On Tuesday (July 27), protesters took to the streets in Baharestan near Esfahan, where they tore up and burned a banner of Khamenei in the town square.

One of the main slogans chanted in protests that have roiled the country over the past two years is "Neither Gaza nor Lebanon; I would die for Iran", in a clear sign of discontent with the regime's misplaced priorities.

Iran's regional interference and expansionist policies have cost the Iranian people dearly, with many expressing anger that money funneled to the IRGC's Quds Force and its regional proxies could have been better spent at home.

People pay the price

Even on the brink of bankruptcy, Tehran continues to interfere in the region, and to fund and train its proxy groups in Iraq, Lebanon, Yemen and Syria.

Meanwhile, the Iranian people are enduring extreme economic hardship that has only worsened with the coronavirus pandemic, observers say.

Faced with unemployment, severe stagflation, gross mismanagement of the pandemic and lies and denials about vaccination strategy, Iranians have been braving the extreme heat to gather in protest, despite the crackdown.

Iran has the highest number of COVID-19 infections and deaths in the Middle East. According to official data, as of July 30, some 3.8 million Iranians have tested positive for the virus and more than 90,000 have died from it.

Actual figures are considerably higher, public health specialists say.

COVID-19 variants are rampant, especially in southern provinces, and hospitals are overwhelmed. Hospitals and clinics in Khuzestan and Sistan and Baluchestan have said their patients are being treated on hallway floors.

While official data show that fewer than 4.5 million Iranians (about 5% of the population) have been inoculated so far, the government continues to lie about the production of vaccines and deny the severity of the coronavirus crisis.

Regime officials have repeatedly stated they are in the process of developing eight different COVID-19 vaccines, one of them in partnership with Cuba, but details and data about related operations are murky.

Only one homegrown vaccine has been approved for emergency use by Iran's Food and Drug Administration to date: COVIran Barekat. But scientists have said the data used for developing the vaccine had not undergone sufficient scrutiny.

According to unconfirmed reports, COVIran Barekat has been administered to a number of Hizbullah leaders and members.

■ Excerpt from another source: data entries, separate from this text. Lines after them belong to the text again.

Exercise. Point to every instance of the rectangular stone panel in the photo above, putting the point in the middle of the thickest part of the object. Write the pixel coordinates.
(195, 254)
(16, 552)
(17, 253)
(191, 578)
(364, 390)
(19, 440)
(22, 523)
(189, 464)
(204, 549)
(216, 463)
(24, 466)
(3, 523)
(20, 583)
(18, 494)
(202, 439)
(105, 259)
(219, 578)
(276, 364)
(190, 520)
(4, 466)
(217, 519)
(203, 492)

Meanwhile, Iran has paid China, Russia and South Korea for vaccines it says it has not received, as those countries have failed to "deliver on their promise".

'Water, work, vaccines'

Amid ongoing chaotic conditions and the burgeoning health crisis, there has been an increase in insurgent activities, such as those of the separatist Arab al-Ahwaziah movement in Khuzestan.

The movement is classified as a terrorist organisation by the Islamic Republic.

Ahvaz's Arab minority has long protested the regime's policies that it says aim to displace them and are focused on suppressing the Ahvazi people. But these are few and far between compared to the magnitude of the recent popular protests.

The majority of the population is asking for water, work, vaccines and proper medical care.

But instead of addressing their demands, the regime has suppressed the protests via violent crackdowns and by disrupting internet service to block communication with the outside world.

On Wednesday, a bill to restrict internet connection was approved by a majority of the parliament (Majles) and sent to committee for further evaluation, bringing the country a step closer to major internet slowdown and filtering.

The restriction will be specifically enforced for social media and messaging applications, with an emphasis on the still-unfiltered Instagram, which a large number of Iranians use.

In reaction to recent restrictions, the US Department of State on Wednesday stated its disappointment with the situation in Iran.

"Protests in Iran that began with a water shortage -- owing to drought and governmental mismanagement and neglect -- in the Khuzestan province have now spread across various cities including Tehran, Karaj and Tabriz," it said.

"The Iranian people are now putting a spotlight not only on their unmet needs, but also their unfulfilled aspirations for respect for human rights."

"We condemn the use of violence against peaceful protesters... We are also monitoring reports of internet slowdowns in the region", it added.